William Faulkner died 50 years ago today, but lives on through the University of Virginia Library’s digital archives and the work of English professor Stephen F. Railton.
Faulkner, who made Southern culture come alive in his novels and short stories about the fictional Yoknapatawpha County, was U.Va.’s first writer-in-residence in 1957 and ’58. His lectures were recorded on the most advanced technology of the time – reel-to-reel tapes that are part of U.Va.’s Albert and Shirley Small Special Collections Library.
Hear “the sound and the fury” of Faulkner’s voice here.
Between February and June 1957, and February and May 1958, at 36 different public events, he gave two addresses, read a dozen times from eight of his works and answered more than 1,400 questions from audiences made up of various groups, ranging from U.Va. students and faculty to interested local citizens.
Railton, who specializes in American literature, headed the project to get Faulkner’s speeches digitized and made available to the public two years ago. He is currently working on another project, Digital Yoknapatawpha.
The Faulkner Collection also houses the major manuscripts and personal papers in the author’s possession at the time of his death in 1962. His daughter, Jill Faulkner Summers, deposited two portions of his personal library in Special Collections in July 1998 and October 2000.
By the 1950s, the author had won the Nobel Prize for Literature and was well known.

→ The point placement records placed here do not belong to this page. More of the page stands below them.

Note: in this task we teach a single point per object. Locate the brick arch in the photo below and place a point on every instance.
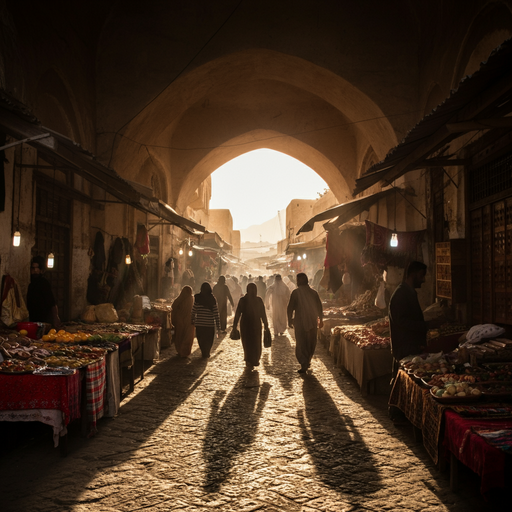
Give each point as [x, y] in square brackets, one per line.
[284, 144]
[160, 125]
[490, 27]
[56, 107]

From the audio recordings, a listener can sense “his desire at this point in his career to reach the people in his audiences,” Railton writes in the “Contexts” section of the digital archives.
“Throughout his time at U.Va., he was extremely generous in meeting the demands of his occasions as writer-in-residence. He invites audiences to ask him any kind of question,” said Railton, who will head to Oxford, Miss. – Faulkner’s hometown – for a conference on the author next week.
One of the best moments, according to Railton, comes in a May 12, 1958 session. ”In answer to a question about violence in modern literature, he ends up giving a very moving, very funny, very spontaneous version of that 1950 Nobel Prize acceptance speech in which he predicted that man would not only endure, but prevail.”
Here’s a bit of what he said: “My belief is that the last sound on earth, when this earth is a red rock freezing, will be two folks building an airship and fussing about where they’re going next. (The audience laughs.) Man is all right. You can’t beat him. No, there’ll be three. The other one will be writing a book about it.”